是的,伊朗战争是特朗普基本盘的一个问题


艾伦·布莱克分析

1小时11分钟前
发布于 2026年3月20日,美国东部时间下午2:52

唐纳德·特朗普总统3月18日在特拉华州多佛空军基地走向空军一号。
Julia Demaree Nikhinson/美联社

自特朗普总统对伊朗采取军事行动以来的近三周里,传统观点认为他的基本盘仍然支持他进行这场战争。

确实,特朗普的基本盘并没有大规模抛弃他——尤其是绝大多数“让美国再次伟大”(MAGA)支持者表示他们支持这场战争。塔克·卡尔森、玛乔丽·泰勒·格林、梅根·凯利等有影响力人士的反对声音,并没有转化为共和党基本盘的广泛反对。

但是,特朗普已经疏远了他基本盘中的一些重要部分,并且他正冒着进一步疏远更多人的风险。

最近几天的一批新民调强化了这一点。

这些分析的焦点通常是自称支持MAGA的选民。

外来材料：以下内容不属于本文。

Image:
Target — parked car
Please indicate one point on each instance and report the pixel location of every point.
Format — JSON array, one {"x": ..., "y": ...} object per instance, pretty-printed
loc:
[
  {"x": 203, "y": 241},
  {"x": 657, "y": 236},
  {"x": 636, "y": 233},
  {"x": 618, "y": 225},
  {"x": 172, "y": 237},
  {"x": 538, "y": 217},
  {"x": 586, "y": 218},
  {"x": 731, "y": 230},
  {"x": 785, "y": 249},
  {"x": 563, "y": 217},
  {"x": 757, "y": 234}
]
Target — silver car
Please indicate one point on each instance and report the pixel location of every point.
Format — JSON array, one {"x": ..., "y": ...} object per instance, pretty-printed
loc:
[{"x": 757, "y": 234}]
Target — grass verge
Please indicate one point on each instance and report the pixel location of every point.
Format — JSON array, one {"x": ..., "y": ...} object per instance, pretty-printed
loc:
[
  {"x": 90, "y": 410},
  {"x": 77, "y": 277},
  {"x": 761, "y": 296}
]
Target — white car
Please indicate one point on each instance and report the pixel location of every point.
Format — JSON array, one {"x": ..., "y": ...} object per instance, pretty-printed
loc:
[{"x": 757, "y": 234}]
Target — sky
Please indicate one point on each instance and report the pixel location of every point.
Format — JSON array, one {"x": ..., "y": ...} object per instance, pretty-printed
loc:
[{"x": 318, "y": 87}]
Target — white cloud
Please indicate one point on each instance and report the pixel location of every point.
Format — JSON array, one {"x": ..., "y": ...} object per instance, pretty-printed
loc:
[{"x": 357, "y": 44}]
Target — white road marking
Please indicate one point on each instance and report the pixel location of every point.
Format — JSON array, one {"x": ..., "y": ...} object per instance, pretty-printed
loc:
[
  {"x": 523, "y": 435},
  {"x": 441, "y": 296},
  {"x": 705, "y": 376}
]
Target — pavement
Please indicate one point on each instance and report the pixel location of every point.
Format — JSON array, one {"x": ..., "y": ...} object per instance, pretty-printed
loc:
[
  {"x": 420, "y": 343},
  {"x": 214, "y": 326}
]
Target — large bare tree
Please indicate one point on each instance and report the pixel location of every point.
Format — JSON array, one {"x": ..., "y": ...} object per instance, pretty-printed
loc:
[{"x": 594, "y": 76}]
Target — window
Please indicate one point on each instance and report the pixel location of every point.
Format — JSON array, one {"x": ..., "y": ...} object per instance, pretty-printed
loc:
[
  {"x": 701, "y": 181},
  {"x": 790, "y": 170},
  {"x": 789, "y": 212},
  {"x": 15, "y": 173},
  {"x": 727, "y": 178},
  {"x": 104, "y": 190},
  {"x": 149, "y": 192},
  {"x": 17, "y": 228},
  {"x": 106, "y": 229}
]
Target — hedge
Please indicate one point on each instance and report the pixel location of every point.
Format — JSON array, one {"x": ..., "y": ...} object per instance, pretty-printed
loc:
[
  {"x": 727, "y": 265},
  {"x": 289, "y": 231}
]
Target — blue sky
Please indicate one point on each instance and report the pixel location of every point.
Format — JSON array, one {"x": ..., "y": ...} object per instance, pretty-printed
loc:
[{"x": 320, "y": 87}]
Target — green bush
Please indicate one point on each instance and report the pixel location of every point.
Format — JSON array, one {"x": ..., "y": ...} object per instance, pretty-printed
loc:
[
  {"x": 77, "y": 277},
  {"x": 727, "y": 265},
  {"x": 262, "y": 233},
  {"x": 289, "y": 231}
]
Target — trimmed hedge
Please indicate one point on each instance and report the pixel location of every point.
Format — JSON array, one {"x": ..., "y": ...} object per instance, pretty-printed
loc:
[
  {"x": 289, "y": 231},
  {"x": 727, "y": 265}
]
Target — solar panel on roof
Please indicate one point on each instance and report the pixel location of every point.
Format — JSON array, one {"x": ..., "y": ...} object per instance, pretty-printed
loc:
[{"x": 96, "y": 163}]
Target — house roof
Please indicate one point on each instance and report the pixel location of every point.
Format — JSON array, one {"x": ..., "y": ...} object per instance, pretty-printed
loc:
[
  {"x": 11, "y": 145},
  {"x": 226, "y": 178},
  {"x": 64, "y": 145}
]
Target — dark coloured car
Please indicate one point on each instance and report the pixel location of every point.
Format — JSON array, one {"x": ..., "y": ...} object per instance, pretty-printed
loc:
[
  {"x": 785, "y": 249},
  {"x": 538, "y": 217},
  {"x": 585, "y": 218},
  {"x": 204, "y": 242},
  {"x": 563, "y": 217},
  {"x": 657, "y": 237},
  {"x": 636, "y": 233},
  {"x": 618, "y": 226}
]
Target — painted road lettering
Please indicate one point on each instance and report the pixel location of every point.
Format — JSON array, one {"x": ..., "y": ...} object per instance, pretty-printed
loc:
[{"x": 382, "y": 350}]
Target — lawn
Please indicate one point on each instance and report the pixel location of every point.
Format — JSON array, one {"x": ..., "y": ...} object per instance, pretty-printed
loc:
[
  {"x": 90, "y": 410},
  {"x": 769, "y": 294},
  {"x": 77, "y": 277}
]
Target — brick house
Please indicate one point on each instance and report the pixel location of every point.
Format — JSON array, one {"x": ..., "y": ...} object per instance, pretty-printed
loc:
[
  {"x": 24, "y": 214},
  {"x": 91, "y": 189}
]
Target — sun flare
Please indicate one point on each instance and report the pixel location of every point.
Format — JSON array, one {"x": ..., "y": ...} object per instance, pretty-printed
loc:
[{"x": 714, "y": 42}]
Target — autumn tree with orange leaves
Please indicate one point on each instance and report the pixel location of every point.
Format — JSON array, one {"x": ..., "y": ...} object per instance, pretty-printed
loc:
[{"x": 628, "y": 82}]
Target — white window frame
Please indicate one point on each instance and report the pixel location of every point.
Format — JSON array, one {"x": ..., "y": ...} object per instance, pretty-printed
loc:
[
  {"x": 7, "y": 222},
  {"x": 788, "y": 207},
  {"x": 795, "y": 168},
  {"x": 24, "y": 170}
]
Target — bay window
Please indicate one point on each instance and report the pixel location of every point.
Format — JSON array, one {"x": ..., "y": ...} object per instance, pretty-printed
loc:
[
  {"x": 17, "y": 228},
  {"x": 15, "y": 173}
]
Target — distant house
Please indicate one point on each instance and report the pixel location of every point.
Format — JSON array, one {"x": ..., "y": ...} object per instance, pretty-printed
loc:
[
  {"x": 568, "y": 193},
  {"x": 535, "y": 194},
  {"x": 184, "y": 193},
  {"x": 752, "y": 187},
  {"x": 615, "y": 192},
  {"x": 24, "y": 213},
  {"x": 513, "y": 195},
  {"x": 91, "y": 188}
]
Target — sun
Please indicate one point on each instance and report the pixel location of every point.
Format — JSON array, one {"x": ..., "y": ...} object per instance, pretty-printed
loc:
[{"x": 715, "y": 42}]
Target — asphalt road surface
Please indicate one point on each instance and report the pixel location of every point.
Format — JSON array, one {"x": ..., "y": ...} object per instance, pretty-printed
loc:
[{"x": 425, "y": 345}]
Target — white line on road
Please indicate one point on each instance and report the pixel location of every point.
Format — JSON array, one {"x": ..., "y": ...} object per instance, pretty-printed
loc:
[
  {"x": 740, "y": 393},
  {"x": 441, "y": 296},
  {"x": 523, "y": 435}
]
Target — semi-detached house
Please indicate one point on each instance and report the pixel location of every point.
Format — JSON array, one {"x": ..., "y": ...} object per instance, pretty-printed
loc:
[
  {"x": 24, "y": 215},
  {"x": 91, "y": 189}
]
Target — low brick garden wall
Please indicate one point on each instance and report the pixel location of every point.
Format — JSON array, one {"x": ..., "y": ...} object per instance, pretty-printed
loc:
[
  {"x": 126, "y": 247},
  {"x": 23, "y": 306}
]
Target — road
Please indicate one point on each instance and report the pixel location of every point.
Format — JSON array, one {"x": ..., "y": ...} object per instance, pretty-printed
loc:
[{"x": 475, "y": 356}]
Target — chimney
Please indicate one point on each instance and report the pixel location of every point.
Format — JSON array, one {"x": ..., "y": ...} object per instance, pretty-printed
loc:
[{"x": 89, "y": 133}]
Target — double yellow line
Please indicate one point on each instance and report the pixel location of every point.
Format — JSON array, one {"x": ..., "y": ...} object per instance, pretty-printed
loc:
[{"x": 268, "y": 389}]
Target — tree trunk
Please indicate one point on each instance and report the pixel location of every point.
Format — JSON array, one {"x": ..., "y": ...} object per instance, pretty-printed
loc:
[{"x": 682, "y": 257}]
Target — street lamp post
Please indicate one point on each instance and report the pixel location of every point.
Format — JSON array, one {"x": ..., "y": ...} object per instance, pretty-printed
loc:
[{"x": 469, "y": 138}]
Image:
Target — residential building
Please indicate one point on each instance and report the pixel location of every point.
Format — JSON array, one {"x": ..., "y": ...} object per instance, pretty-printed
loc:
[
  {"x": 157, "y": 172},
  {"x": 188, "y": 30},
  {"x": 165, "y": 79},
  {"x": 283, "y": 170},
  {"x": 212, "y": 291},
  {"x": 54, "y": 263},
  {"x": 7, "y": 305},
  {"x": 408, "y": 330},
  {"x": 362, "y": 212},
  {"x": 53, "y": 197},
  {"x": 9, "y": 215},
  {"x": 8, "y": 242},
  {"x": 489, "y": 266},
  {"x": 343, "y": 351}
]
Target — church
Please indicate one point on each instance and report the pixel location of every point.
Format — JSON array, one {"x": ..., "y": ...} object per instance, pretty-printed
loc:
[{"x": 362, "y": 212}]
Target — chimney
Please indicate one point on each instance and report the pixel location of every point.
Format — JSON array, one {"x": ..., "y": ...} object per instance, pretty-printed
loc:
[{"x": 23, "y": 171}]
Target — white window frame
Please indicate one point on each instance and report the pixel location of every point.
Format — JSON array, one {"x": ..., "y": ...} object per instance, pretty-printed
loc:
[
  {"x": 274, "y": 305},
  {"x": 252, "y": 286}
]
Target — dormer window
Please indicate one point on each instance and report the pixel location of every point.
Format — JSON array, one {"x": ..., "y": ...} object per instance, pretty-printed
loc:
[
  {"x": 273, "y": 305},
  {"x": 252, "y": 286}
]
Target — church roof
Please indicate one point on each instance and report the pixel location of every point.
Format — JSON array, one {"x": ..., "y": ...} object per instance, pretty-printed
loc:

在大多数民调中,约90%的MAGA选民支持这场战争。

但这并不太令人惊讶,因为这些人确实是特朗普政治运动的支持者。

当把范围扩大到所有共和党人和更广泛的2024年特朗普选民时,总统的支持率就没那么光鲜了。

例如,路透社-益普索(Reuters-Ipsos)的一项新民调显示,21%的共和党人不赞成这场战争。(总体而言,美国人反对率为59%,支持率为37%)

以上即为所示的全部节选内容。